Friday, 5 February 2021

HTML validation of an entire website

Version 10 of Scrutiny and Integrity Pro contain  built-in html validation. This means that they can make some important checks on every page as they crawl. 

It's enabled by default but can be switched off (with very large sites it can be useful to switch off features that you don't need at the time, for reasons of speed or resources).

Simply scan the site as normal. When it's finished, the task selection screen contains "Warnings: HTML validation and other warnings >"
(NB Integrity Pro differs here, it doesn't have the task selection screen above, but a 'Warnings' tab in its main tabbed view.)

Warnings can be filtered, sorted and exported. If there's a type of warning that you don't need to deal with right now, you can "hide warnings like this" temporarily or until the next scan. (Right-click or ctrl-click for context menus.)

The description of the warning contains a line number and/or url where appropriate / possible.

In addition, links are coloured orange (by default) in the link-check results tables if there are warnings. Traditionally, orange meant a redirection, and it still does, but other warnings now colour that link orange. A double-click opens the link inspector and the warnings tab shows any reason(s) for the orange colouring.  Note that while the link inspector is concerned with the link url, many of these warnings will apply to the target page of the link url.

The full list of potential warnings (to date) is at the end of this post.
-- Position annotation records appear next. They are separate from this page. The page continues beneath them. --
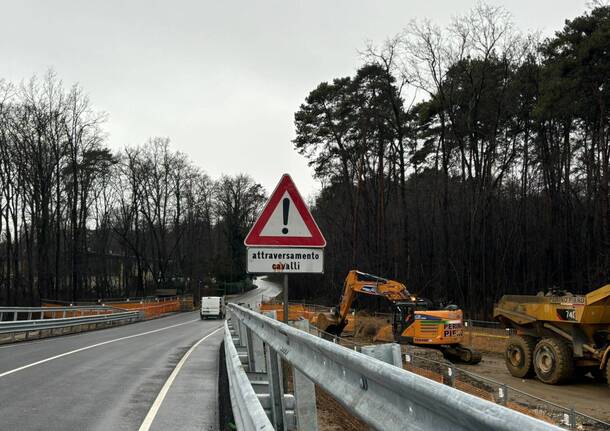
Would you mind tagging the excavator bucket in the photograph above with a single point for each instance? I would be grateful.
(384, 334)
(329, 322)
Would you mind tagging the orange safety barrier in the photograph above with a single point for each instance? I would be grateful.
(151, 309)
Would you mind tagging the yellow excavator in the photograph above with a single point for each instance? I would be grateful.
(414, 319)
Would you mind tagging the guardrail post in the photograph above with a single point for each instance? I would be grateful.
(258, 352)
(451, 375)
(304, 393)
(241, 331)
(305, 399)
(503, 394)
(569, 419)
(276, 391)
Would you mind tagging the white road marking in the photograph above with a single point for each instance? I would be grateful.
(71, 352)
(154, 409)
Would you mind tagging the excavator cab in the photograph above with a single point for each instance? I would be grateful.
(404, 315)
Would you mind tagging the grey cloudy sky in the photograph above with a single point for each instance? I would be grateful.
(222, 79)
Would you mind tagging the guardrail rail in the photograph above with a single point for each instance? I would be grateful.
(71, 317)
(384, 396)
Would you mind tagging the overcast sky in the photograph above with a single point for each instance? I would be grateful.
(222, 79)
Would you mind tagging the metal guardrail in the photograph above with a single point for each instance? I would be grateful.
(247, 409)
(384, 396)
(89, 316)
(27, 313)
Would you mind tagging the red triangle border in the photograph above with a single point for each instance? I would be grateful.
(254, 238)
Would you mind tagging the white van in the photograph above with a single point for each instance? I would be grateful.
(212, 306)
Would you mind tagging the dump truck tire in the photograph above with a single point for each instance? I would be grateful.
(600, 375)
(553, 361)
(519, 354)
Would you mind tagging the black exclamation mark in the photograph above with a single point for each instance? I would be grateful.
(286, 204)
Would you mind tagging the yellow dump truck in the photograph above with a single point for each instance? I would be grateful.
(558, 335)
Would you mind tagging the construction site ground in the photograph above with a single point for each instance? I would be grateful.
(584, 395)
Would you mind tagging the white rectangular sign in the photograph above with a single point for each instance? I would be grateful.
(268, 260)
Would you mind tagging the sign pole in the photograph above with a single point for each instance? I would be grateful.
(285, 298)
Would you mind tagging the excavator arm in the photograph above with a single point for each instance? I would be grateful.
(357, 283)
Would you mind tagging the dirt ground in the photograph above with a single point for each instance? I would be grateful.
(585, 395)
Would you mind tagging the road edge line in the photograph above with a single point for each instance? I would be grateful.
(154, 409)
(71, 352)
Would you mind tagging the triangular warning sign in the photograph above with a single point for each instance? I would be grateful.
(285, 221)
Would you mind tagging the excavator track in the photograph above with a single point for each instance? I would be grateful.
(463, 354)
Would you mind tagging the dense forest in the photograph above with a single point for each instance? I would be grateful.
(467, 161)
(78, 221)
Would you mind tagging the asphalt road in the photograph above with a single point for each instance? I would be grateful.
(130, 377)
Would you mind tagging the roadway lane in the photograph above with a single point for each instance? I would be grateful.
(110, 386)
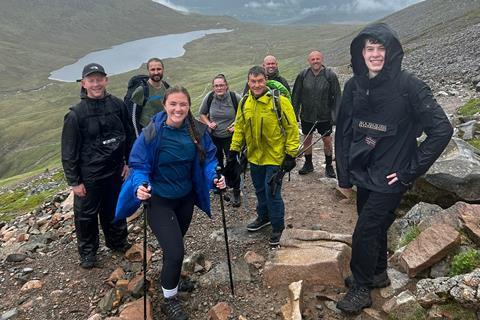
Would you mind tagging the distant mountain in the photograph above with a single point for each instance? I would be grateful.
(293, 11)
(43, 35)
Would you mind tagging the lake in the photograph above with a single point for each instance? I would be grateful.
(130, 55)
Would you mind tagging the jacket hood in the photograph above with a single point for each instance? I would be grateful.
(389, 38)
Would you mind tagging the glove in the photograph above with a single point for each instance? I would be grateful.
(288, 163)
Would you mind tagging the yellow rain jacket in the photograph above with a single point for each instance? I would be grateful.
(257, 127)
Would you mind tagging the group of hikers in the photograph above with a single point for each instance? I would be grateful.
(172, 163)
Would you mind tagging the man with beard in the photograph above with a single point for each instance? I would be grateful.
(96, 142)
(270, 65)
(153, 103)
(315, 97)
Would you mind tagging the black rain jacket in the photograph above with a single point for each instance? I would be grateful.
(379, 118)
(96, 139)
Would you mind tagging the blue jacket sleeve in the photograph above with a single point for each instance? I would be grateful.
(211, 161)
(141, 162)
(343, 136)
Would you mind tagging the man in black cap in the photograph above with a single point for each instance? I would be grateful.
(382, 111)
(96, 141)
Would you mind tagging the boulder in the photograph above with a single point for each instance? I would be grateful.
(404, 306)
(462, 288)
(432, 245)
(309, 264)
(455, 176)
(303, 237)
(220, 311)
(470, 217)
(134, 310)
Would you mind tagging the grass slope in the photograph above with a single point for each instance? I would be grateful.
(39, 36)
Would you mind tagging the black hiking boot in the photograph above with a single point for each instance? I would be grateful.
(356, 299)
(379, 281)
(236, 198)
(329, 171)
(89, 262)
(307, 168)
(185, 285)
(257, 225)
(275, 238)
(172, 307)
(122, 248)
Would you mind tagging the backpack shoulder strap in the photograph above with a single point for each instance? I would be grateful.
(209, 101)
(233, 96)
(277, 108)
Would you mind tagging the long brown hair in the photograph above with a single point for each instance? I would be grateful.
(194, 135)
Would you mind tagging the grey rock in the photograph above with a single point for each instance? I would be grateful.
(16, 257)
(455, 176)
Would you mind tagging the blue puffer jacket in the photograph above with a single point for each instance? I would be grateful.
(143, 161)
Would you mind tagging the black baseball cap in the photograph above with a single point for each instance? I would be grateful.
(93, 68)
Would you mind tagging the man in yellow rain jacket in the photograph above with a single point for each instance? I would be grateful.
(266, 124)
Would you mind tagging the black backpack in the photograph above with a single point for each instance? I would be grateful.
(134, 111)
(233, 96)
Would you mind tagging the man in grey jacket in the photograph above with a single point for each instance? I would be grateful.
(315, 97)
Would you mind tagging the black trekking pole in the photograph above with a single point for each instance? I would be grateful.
(224, 222)
(146, 207)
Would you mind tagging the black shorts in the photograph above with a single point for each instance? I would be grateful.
(321, 127)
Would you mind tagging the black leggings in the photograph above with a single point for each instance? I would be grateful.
(169, 220)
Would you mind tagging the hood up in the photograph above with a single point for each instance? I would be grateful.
(393, 55)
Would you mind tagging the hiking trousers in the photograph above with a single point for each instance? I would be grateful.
(223, 150)
(268, 207)
(376, 213)
(169, 220)
(99, 202)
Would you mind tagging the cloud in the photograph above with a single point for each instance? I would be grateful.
(381, 5)
(169, 4)
(267, 5)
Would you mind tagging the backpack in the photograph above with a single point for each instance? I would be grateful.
(403, 78)
(277, 107)
(134, 110)
(233, 96)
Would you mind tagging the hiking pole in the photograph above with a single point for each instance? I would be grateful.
(224, 222)
(146, 205)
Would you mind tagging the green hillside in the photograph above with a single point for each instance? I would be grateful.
(31, 120)
(38, 36)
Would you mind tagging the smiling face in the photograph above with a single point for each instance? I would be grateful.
(95, 85)
(177, 107)
(219, 86)
(374, 55)
(257, 84)
(270, 65)
(155, 71)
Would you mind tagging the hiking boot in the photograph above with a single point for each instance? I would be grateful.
(236, 198)
(330, 172)
(258, 224)
(379, 281)
(172, 307)
(121, 248)
(88, 262)
(185, 285)
(307, 168)
(356, 299)
(275, 238)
We're unsure whether this list will ever be as comprehensive as the w3c validator, and unsure whether it should be.  At present it concentrates on many common and important mistakes; the ones that have consequences.

Should you wish to run a single page through the w3c validator,  that option still exists in the context menu of the SEO table (the one table that lists all of your pages.  The sitemap table excludes certain pages for good reasons.)

Full list of possible html validation warnings (so far):

unclosed div, p, form
extra closing div, p, form
extra closing a
p within h1/h2...h6
h1/h2...h6 within p
more than one doctype / body
no doctype / html / body /
no closing body / html
unterminated / nested link tag 
script tag left unclosed
comment left unclosed
end p with open span
block level element XXX cannot be within inline element XXX  (currently limited to div/footer/header/nav/p  within a/script/span  but will be expanded to recognise more elements )
'=' within unquoted src or href url
link url has mismatched or missing end quotes
image without alt text. (This is an accessibility, html validation and SEO issue. The full list of images without alt text can also be found in Scrutiny's SEO results.)
more than one canonical
Badly nested <form> and <div>
Form element can't be nested

warnings that are not html validation:

The server has returned 429 and asked us to retry after a delay of x seconds
a link contains an anchor which hasn't been found on the target page
The page's canonical url is disallowed by robots.txt
link url is disallowed by robots.txt
The link url is a relative link with too many '../' which technically takes the url above the root domain.
(if 'flag blacklisted' option switched on) The link url is blacklisted by a blacklist / whitelist rule. (default is off)   With this option on, the link is coloured red in the link views, even if warnings are totally disabled.

Tuesday, 22 December 2020

A sneaky peek at what's coming in early 2021

Scrutiny and Integrity have received constant attention and frequent updates (often weekly). 

But they feel like mature applications. They sell well, are well-used, we use them to provide services and yet reported problems are very few.

Requested features / functionality have been few too and we haven't had anything major on the radar for these apps. 

However, if you've followed recent developments you'll know that the 'warnings' functionality has been progressing. 

Traditionally, links are coloured orange if there's a redirection. The redirection itself is certainly not an error and users may or may not be concerned about them. (So warnings about redirections can be switched off.)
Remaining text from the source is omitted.